I am more analog than most of you (or at least partially powered by
tape-drives, or possibly those great clanking machines from Desk Set) but I
fully agree with this. There are enough publications that labor to explain
technology to the people like me who somewhat "get it," and for the rest,
there's Newsweek. The closest we get to what you're talking about, I think,
is DLib, ITAL, and First Monday. I see these all being rigorous but focused
in other places than "the code." Yours would be a boutique publication, but,
given the Long Tail and all that, properly done, it would work.

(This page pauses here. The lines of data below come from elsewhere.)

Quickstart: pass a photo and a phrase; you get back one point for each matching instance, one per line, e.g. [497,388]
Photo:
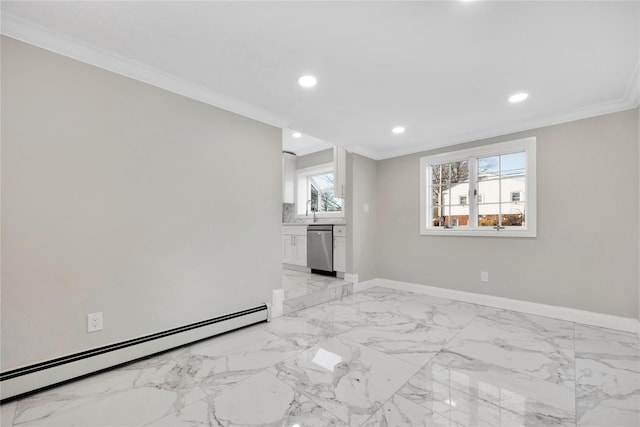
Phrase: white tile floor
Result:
[376,358]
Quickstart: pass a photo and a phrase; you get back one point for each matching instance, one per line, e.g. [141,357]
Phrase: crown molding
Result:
[73,48]
[623,104]
[630,100]
[27,32]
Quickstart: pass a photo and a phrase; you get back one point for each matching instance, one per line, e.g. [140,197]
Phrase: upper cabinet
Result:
[288,178]
[340,171]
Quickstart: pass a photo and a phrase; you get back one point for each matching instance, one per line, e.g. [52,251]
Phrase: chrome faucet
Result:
[312,210]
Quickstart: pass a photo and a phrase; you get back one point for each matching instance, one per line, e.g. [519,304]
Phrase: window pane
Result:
[513,165]
[314,199]
[488,215]
[490,191]
[488,167]
[323,181]
[439,174]
[459,172]
[513,215]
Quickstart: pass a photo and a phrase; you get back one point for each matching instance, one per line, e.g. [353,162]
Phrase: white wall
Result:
[584,258]
[119,197]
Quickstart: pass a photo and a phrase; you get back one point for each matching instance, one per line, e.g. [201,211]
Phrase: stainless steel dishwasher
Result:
[320,249]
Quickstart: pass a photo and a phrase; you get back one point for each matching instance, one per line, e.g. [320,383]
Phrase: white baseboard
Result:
[48,372]
[563,313]
[353,278]
[367,284]
[276,308]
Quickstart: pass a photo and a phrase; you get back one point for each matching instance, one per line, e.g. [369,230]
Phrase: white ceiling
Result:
[443,70]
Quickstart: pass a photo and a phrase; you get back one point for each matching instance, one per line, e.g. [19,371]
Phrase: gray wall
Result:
[363,224]
[586,253]
[123,198]
[314,159]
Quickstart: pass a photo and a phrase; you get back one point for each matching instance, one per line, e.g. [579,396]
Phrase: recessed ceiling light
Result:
[307,81]
[518,97]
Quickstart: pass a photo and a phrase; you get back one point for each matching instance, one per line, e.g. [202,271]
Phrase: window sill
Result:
[478,233]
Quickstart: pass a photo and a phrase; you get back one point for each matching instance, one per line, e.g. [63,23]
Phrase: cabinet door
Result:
[339,171]
[340,254]
[300,250]
[287,249]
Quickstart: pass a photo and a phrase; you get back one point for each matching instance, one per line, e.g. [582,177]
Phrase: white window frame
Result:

> I think the success of the conference
> (which I admit I
> didn't attend but have heard nothing but good things about) validates
> that. BUT, if the
> journal is to be taken seriously, particularly by promotion and tenure
> committees, then it
> does have to be peer reviewed and have some  _semblance_ of
> conventionality.

You could use blogging software to deliver it, but make sure it has peer
review, an ISSN, and a professional appearance.

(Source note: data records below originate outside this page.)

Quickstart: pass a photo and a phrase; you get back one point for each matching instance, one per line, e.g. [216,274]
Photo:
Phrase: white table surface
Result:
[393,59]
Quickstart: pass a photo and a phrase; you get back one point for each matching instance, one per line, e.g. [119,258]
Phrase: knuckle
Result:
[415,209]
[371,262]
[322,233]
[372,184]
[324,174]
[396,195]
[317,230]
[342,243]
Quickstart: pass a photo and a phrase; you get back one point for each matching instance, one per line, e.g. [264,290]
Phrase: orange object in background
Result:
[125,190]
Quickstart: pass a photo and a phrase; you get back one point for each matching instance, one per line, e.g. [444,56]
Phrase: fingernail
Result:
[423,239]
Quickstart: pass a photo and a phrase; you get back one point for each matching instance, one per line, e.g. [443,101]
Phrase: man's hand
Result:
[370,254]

This is where as a half-analog (or analogue--I like that even better) I'll
step in to say that if you produce it olde-tyme-style, as some kludgey
website or as some honking big long PDF, you will not gain audience, and you
will lose some street cred. As it stands--and please don't take this
personally--Planet Code4Lib, though interesting reading, as a design
experience is, um, a tad rustic, with the kind of gaffes typical of people
who are code-smart but maybe less far along in the social-software dept. But
at least it's online.

You also need a production schedule, a team of peer reviewers, publication
guidelines, and editorial policies. This does not have to take forever.
Frankly, in most typical LibraryLand settings it would take two years, maybe
longer, but an afternoon of skyping and IM'ing among you folks should wrap
things up pretty well.

I was glad to hear about the IRC backchannel. I go to conferences outside
LibraryLand quite a bit and this (or IM backchannels) has become routine,
and not just among the digirati, and yet is treated as outlandishly alien
within ALA, and I don't mean just PLA et al. You definitely get it on how
people do conferences elsewhere.

Frankly, my concern (I hear the tape drives whirring faster as I think about
this) is that you have rushed out of the gate of a conference with great
enthusiasm and then something will happen and the journal will not happen.
You might consider, instead of attempting a regular publication, the online
version of a conference monograph, with everyone tackling specific topics
and the target date to be... let's see, a few weeks prior to Access. Two
publications a year might be reasonable. Or, new-tyme-style, perhaps one
great article a month, leading up to the Northern version of the conference.

Just a thought, so that the sheer daunting nature of the challenge of
putting out a periodic publication doesn't sag under its own weight, once
the post-conference adrenaline burns off.